While we live in an era attempting to tackle serous inequalities faced by women, such as the gender pay gap, one very important problem is being overlooked: the gender pain gap.
Female pain is often conflated with emotional distress, and therefore discredited. The word hysteria originates from the Greek word for uterus. This demonstrates how mental suffering is often seen as a problem of the ‘inferior’ sex, which is how Aristotle defined women. A study by the University of Maryland, ‘The Girl Who Cried Pain’, revealed that women are consistently prescribed sedatives for pain, while men are prescribed painkillers. This indicates that healthcare professionals view women’s pain as psychosomatic. Such an attitude echoes the outrageously misogynistic medical theory of Female Hysteria with which women were diagnosed until as recently as the 1950s. It was defined as a nervous condition, with symptoms similar to depression and anxiety, and was attributed to problems of the womb. Treatment was with massages performed by male physicians, or increased sex with a husband. Women’s suffering was reduced to a condition of their sex, that which could only be alleviated through the pleasure of a man.
This misconception that women are prone to hysterical exaggeration because of their “weaker” biology may explain why pain caused by gynaecological conditions is particularly overlooked. Both male and female GPs feed the incorrect belief that ‘period pain is normal’ to the majority of women. It is common, but it is not normal; 80% of women have pain-free periods. Women who are suffering are repeatedly turned away with ineffective pain relief and no understanding of whether their pain is a sign of an underlying condition.
For me it took ten years of unsuccessful trips to my GP, to A&E and surgery before I was diagnosed with endometriosis, and even then, the investigation was at my suggestion. For many sufferers, this is an all too familiar story. Last year, NICE revealed that the average wait time to diagnose the condition, which affects one in ten women of reproductive age, is seven and a half years.
Endometriosis is a gynaecological condition that causes inflammation, scarring and adhesions, usually resulting in severe pain and, if left untreated, infertility.
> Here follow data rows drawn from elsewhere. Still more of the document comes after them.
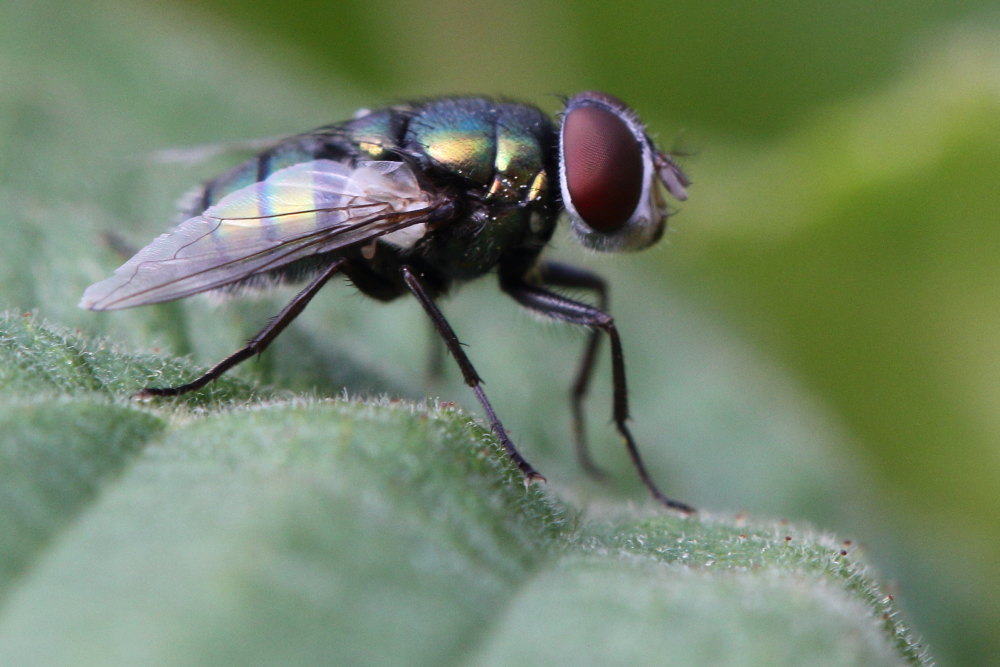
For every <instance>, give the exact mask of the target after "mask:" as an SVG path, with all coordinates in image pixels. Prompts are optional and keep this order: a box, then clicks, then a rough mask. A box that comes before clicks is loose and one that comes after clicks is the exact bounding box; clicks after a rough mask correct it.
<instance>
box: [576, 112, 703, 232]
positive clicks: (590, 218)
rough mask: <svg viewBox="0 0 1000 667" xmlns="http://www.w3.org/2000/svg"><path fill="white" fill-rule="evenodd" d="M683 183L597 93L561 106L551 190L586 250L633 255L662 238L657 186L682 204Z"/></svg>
mask: <svg viewBox="0 0 1000 667" xmlns="http://www.w3.org/2000/svg"><path fill="white" fill-rule="evenodd" d="M689 184H690V182H689V181H688V179H687V177H686V176H685V175H684V172H683V171H681V169H680V167H679V166H677V164H676V163H675V162H674V161H673V159H672V157H671V156H670V155H669V154H667V153H664V152H663V151H661V150H659V149H658V148H657V147H656V145H655V144H653V142H652V140H650V138H649V137H648V136H647V135H646V132H645V129H644V128H643V125H642V123H641V122H640V121H639V117H638V116H637V115H636V113H635V112H634V111H633V110H632V109H631V108H629V107H628V106H627V105H626V104H625V103H624V102H622V101H621V100H619V99H617V98H615V97H612V96H611V95H607V94H605V93H598V92H585V93H580V94H578V95H575V96H574V97H572V98H570V100H569V101H568V102H567V103H566V109H565V111H564V112H563V115H562V124H561V126H560V129H559V185H560V188H561V190H562V199H563V205H564V206H565V208H566V212H567V214H568V215H569V218H570V222H571V224H572V229H573V232H574V233H575V234H576V236H577V238H578V239H579V240H580V242H581V243H582V244H583V245H584V246H586V247H588V248H591V249H593V250H601V251H625V250H641V249H642V248H645V247H648V246H649V245H651V244H653V243H655V242H656V241H658V240H659V238H660V237H661V236H662V235H663V230H664V229H665V227H666V222H667V215H668V210H667V204H666V202H665V201H664V199H663V196H662V193H661V192H660V190H659V186H660V185H662V186H663V187H664V188H665V189H666V191H667V192H668V193H670V194H671V195H672V196H673V197H674V198H675V199H678V200H684V199H686V198H687V192H686V191H685V189H684V188H685V186H687V185H689Z"/></svg>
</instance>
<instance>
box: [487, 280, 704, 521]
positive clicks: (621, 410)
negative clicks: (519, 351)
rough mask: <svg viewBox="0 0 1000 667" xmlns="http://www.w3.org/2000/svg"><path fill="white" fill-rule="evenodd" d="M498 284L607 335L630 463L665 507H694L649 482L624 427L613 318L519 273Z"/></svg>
mask: <svg viewBox="0 0 1000 667" xmlns="http://www.w3.org/2000/svg"><path fill="white" fill-rule="evenodd" d="M501 287H502V288H503V290H504V291H505V292H507V293H508V294H510V295H511V297H513V298H514V300H515V301H517V302H518V303H520V304H521V305H522V306H524V307H526V308H530V309H531V310H534V311H535V312H537V313H540V314H542V315H545V316H547V317H551V318H553V319H556V320H561V321H563V322H569V323H571V324H578V325H580V326H586V327H593V328H594V329H597V330H600V331H603V332H604V333H606V334H607V335H608V339H609V341H610V343H611V376H612V384H613V390H614V422H615V426H616V427H617V429H618V433H620V434H621V436H622V439H623V440H624V441H625V447H626V449H627V450H628V453H629V456H630V457H631V459H632V463H633V464H635V468H636V470H637V471H638V473H639V478H640V479H641V480H642V483H643V484H644V485H645V486H646V488H647V489H648V490H649V492H650V493H651V494H652V495H653V497H654V498H655V499H656V500H658V501H659V502H661V503H663V504H664V505H666V506H667V507H670V508H672V509H675V510H679V511H681V512H685V513H691V512H694V508H692V507H690V506H689V505H686V504H684V503H682V502H679V501H676V500H672V499H670V498H668V497H667V496H666V495H664V494H663V492H662V491H660V489H659V488H658V487H657V486H656V484H655V483H654V482H653V479H652V477H650V475H649V471H648V470H646V465H645V464H644V463H643V462H642V457H641V456H640V455H639V449H638V447H637V446H636V444H635V439H634V438H633V437H632V432H631V431H630V430H629V428H628V424H627V423H626V422H627V421H628V389H627V387H626V384H625V357H624V355H623V353H622V343H621V338H620V337H619V336H618V329H617V328H616V327H615V322H614V319H613V318H612V317H611V316H610V315H608V314H607V313H605V312H604V311H602V310H601V309H599V308H595V307H594V306H589V305H587V304H583V303H580V302H579V301H574V300H572V299H569V298H567V297H564V296H561V295H559V294H556V293H554V292H551V291H549V290H547V289H545V288H544V287H540V286H538V285H533V284H531V283H529V282H527V281H526V280H525V279H524V278H523V277H520V276H511V275H504V276H502V277H501Z"/></svg>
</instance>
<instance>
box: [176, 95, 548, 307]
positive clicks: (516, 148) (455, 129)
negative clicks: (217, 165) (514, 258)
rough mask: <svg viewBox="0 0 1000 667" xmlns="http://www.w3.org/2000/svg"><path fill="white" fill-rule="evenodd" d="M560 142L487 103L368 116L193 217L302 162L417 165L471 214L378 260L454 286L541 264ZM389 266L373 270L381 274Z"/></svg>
mask: <svg viewBox="0 0 1000 667" xmlns="http://www.w3.org/2000/svg"><path fill="white" fill-rule="evenodd" d="M555 141H556V139H555V130H554V128H553V124H552V121H551V120H550V119H549V118H548V117H547V116H546V115H545V114H543V113H542V112H541V111H540V110H538V109H536V108H534V107H531V106H527V105H523V104H514V103H504V102H497V101H494V100H490V99H485V98H444V99H437V100H433V101H429V102H426V103H415V104H407V105H401V106H395V107H389V108H385V109H379V110H375V111H371V112H362V113H360V114H359V115H358V116H357V117H356V118H354V119H353V120H350V121H347V122H345V123H339V124H336V125H330V126H326V127H322V128H319V129H317V130H315V131H313V132H310V133H307V134H303V135H299V136H297V137H293V138H291V139H288V140H286V141H284V142H282V143H281V144H279V145H277V146H275V147H273V148H272V149H270V150H268V151H265V152H264V153H262V154H261V155H259V156H257V157H256V158H254V159H252V160H249V161H248V162H246V163H244V164H242V165H240V166H238V167H236V168H235V169H233V170H231V171H230V172H228V173H227V174H225V175H223V176H222V177H220V178H218V179H216V180H215V181H212V182H211V183H209V184H207V185H206V186H205V190H204V193H203V196H202V197H201V198H200V201H199V205H200V206H201V209H200V210H196V211H192V213H194V214H197V213H200V211H201V210H204V208H207V207H208V206H209V205H211V204H212V203H214V202H216V201H218V200H219V199H220V198H221V197H222V196H224V195H225V194H227V193H228V192H231V191H233V190H235V189H238V188H240V187H243V186H245V185H248V184H250V183H253V182H255V181H259V180H262V179H264V178H266V177H267V176H268V175H269V174H270V173H273V172H274V171H276V170H277V169H281V168H283V167H287V166H289V165H291V164H295V163H296V162H302V161H307V160H313V159H317V158H324V159H335V160H341V161H344V160H346V161H351V162H357V161H360V160H392V161H396V160H402V161H411V162H413V163H415V164H416V166H417V171H418V173H419V174H420V175H421V177H422V178H423V179H424V180H426V186H427V187H428V188H430V189H442V190H448V191H452V192H456V193H457V194H458V195H459V197H458V199H459V201H460V202H461V205H460V207H459V210H458V213H457V214H456V216H455V218H454V219H451V220H447V221H444V222H442V223H441V224H439V225H434V226H432V229H431V231H430V232H429V233H428V234H427V235H426V236H425V237H424V238H423V239H421V241H419V242H418V243H416V244H415V245H414V246H413V247H411V248H400V247H398V246H390V245H389V244H387V243H384V242H379V243H378V244H377V248H376V255H378V254H383V255H384V254H386V253H389V254H392V255H395V256H398V257H399V258H400V259H401V260H405V261H406V262H408V263H411V264H417V265H419V266H423V267H426V268H427V270H428V271H430V272H433V273H436V274H439V279H438V280H437V281H435V282H438V283H440V284H442V286H446V285H447V283H448V282H450V281H451V280H454V279H457V280H465V279H470V278H475V277H477V276H479V275H482V274H483V273H486V272H488V271H489V270H491V269H492V268H494V267H496V266H497V265H498V264H499V263H501V262H502V261H503V260H504V259H505V258H507V257H510V256H517V257H516V258H515V259H512V260H511V261H516V262H517V263H519V264H525V263H528V264H530V263H532V262H533V261H534V259H535V257H537V255H538V253H539V252H540V250H541V248H542V247H543V246H544V245H545V244H546V243H547V242H548V240H549V238H550V237H551V235H552V232H553V230H554V227H555V219H556V216H557V206H555V202H554V199H555V198H556V196H557V195H556V192H555V191H556V189H557V188H553V187H552V184H554V183H555V182H556V174H555V169H556V167H555V163H556V159H557V155H556V153H557V149H556V144H555ZM380 265H381V262H380V261H378V260H376V261H375V262H373V263H372V264H371V266H372V268H373V270H374V271H376V272H380V271H379V268H378V267H379V266H380ZM389 268H390V267H387V269H386V272H388V270H389ZM362 287H363V286H362Z"/></svg>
A study by Birmingham City University found that two million women in the UK endure unsuccessful treatments and a diminished quality of life because of chronic underfunding in research and treatment; the condition has no known cause and no cure. Emma Cox, chief executive of the charity Endometriosis UK, states that the condition will go undetected by doctors until it affects a woman’s ability to conceive. “The attitude is that women are there to have babies,” she says.
This dismissal of women’s pain is not limited to gynaecological issues. In a 1996 study of 366 AIDS patients, women with the condition were found to be significantly less likely than men to receive adequate analgesic therapy. Another study from 1999 found that women with chest pain were less likely to be admitted to hospital than men. The theory behind this bias was attributed to “Yentl Syndrome”, which states that women are less likely than men to be treated as intensely and effectively in their first encounter with medical professionals, until they can “prove that they are as sick as male patients.” The gender bias runs so deep that the study by the University of Maryland found that the physical appearance of women – but not of men – affects doctors’ sympathy for their pain; the more attractive a woman is, the healthier she is assumed to be.
Knowing all this, it is clear that latent misogyny still infects healthcare institutions today. Women’s vocalisation of pain is classified as hysteria and exaggeration, to such an extent that harmful illnesses are left undetected. Women must be unwavering in their interactions with medical professionals and not accept pain as a condition of womanhood.